Launched in Spring 2015, the Hagop Kevorkian Center's Practitioner-in-Residence
program aims to augment our students' academic and professional training in
Near Eastern Studies. Each semester, the Hagop Kevorkian Center hosts a
practitioner-in-residence whose expertise and experience in journalism,
writing, human rights, arts and other fields contribute to our intellectual
community as well as enhance student learning by offering a special workshop,
which culminates in a public event or exhibition.
Our current Practitioner-in-Residence is Sultan Al Qassemi, a United Arab Emirates-based columnist whose articles have appeared in numerous publications and a prominent commentator on Arab affairs on Twitter. Rising in prominence during the Arab Spring, his tweets became a major news source, rivaling the major news networks at the time, until TIME magazine listed him in the “140 Best Twitter Feeds of 2011.” He is offering a special workshop “The Politics of Arab Modern Art, which will discuss the political undertones of iconic artworks of the 20th century in the Arab world.
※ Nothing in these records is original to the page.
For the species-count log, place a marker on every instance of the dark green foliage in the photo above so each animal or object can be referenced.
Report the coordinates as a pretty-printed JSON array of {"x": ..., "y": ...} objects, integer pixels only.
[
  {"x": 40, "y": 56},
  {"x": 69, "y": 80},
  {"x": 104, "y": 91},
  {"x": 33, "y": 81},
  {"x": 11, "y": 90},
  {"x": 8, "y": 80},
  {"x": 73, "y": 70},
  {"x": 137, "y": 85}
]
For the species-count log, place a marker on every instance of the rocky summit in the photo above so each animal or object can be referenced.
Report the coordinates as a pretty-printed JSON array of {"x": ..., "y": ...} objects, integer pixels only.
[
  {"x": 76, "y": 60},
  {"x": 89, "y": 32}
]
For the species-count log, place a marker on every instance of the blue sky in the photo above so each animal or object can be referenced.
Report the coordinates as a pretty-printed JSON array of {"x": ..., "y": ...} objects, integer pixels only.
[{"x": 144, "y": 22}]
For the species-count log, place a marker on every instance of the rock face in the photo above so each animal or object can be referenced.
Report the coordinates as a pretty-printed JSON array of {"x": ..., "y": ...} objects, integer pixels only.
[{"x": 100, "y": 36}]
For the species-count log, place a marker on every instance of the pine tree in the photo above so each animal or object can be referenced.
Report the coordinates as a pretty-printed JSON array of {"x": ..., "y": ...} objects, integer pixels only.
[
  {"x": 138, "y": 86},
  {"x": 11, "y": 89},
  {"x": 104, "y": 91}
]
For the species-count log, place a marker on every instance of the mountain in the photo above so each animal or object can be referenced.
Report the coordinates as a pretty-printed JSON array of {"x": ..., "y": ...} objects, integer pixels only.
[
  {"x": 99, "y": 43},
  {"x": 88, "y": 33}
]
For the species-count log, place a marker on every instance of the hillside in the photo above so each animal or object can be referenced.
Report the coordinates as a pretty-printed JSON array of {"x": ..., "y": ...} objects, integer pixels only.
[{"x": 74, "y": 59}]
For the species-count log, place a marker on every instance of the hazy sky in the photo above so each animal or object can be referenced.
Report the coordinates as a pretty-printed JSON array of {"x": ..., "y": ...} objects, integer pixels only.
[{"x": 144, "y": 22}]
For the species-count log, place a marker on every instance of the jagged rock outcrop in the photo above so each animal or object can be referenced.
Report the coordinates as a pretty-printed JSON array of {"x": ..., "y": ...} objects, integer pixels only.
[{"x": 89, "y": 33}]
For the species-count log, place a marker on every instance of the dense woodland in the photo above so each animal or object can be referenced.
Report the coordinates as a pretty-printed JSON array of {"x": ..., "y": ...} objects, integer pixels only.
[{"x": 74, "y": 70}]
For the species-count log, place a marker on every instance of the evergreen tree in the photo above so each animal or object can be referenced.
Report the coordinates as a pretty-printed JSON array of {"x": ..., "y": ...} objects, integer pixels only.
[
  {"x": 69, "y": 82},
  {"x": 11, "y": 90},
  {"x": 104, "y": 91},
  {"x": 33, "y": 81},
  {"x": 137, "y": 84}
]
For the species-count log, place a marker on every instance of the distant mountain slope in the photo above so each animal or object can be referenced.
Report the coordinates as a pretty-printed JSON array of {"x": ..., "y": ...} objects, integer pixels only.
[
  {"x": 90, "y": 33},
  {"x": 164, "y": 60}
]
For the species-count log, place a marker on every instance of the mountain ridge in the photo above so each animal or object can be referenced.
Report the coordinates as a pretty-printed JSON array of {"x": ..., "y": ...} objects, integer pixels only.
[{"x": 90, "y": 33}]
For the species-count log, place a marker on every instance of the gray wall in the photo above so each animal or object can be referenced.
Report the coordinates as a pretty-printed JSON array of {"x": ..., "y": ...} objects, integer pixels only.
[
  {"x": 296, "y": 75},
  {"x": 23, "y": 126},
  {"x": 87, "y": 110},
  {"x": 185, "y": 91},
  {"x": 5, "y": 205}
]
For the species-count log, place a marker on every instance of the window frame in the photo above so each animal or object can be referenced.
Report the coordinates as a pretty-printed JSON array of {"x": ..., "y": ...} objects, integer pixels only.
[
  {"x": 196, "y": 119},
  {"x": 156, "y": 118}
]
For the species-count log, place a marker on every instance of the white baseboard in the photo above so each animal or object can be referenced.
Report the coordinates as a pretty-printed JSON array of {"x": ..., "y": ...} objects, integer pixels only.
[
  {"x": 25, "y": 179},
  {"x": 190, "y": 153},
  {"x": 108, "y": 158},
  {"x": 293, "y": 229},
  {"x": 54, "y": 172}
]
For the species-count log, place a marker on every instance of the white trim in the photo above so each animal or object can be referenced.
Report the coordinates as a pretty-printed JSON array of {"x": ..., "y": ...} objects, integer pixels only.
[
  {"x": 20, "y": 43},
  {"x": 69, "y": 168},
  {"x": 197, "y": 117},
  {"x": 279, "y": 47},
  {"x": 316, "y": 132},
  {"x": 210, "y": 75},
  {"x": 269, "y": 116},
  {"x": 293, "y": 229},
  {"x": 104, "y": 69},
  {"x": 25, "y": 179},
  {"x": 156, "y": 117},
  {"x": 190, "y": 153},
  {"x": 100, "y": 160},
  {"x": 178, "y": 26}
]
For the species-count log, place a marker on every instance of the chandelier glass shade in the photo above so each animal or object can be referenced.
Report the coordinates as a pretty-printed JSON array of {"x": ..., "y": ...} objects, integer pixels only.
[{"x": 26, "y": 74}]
Our past Practitioners-in-Residence include figures from various fields, including the performing arts, film, human rights, writing, and journalism. Our Fall 2016 Artists-in-Residence were Suhel Nafar and Jackie Salloum, New York/Paestine based filmmakers and artists whose most notable works include the feature length documentary “Slingshot Hip Hop (Sundance 2008). The offered a special workshop “Memory Metamorphosis,” which explored, executed and preserved Palestinian diasporic memory through various art forms (e.g. painting, photography, music, video, collage). The workshop culminated in an art exhibition of pieces inspired by interviews conducted by our students with U.S.-based Palestinians about their memories of home. Sarah Leah Whitson, Executive Director of the MENA Division of Human Rights Watch, served as our Spring 2016 Human Rights Activist-in-Residence, and offered a special workshop titled “Dissecting the Democratic Moment in Egypt,” which attempted to examine the Morsi administration’s year in power by gathering testimony and information directly from those involved. Our Fall 2015 Writer-in-Residence was Nancy Kricorian, the author of the novels Zabelle, Dreams of Bread and Fire, and most recently All The Light There Was. She offered a special workshop titled “Life Stories: Transforming Family and Oral Histories into Narrative Non-Fiction and Fiction,” which culminated in an art exhibition “Art & Memory: Looking Back & Moving Forward on the Centennial of the Armenian Genocide.” Our Spring 2015 Journalist-in-Residence was Adam Shatz who offered a special workshop titled “Writing for a Non-Academic Audience,” which culminated in a panel on the Syrian crisis.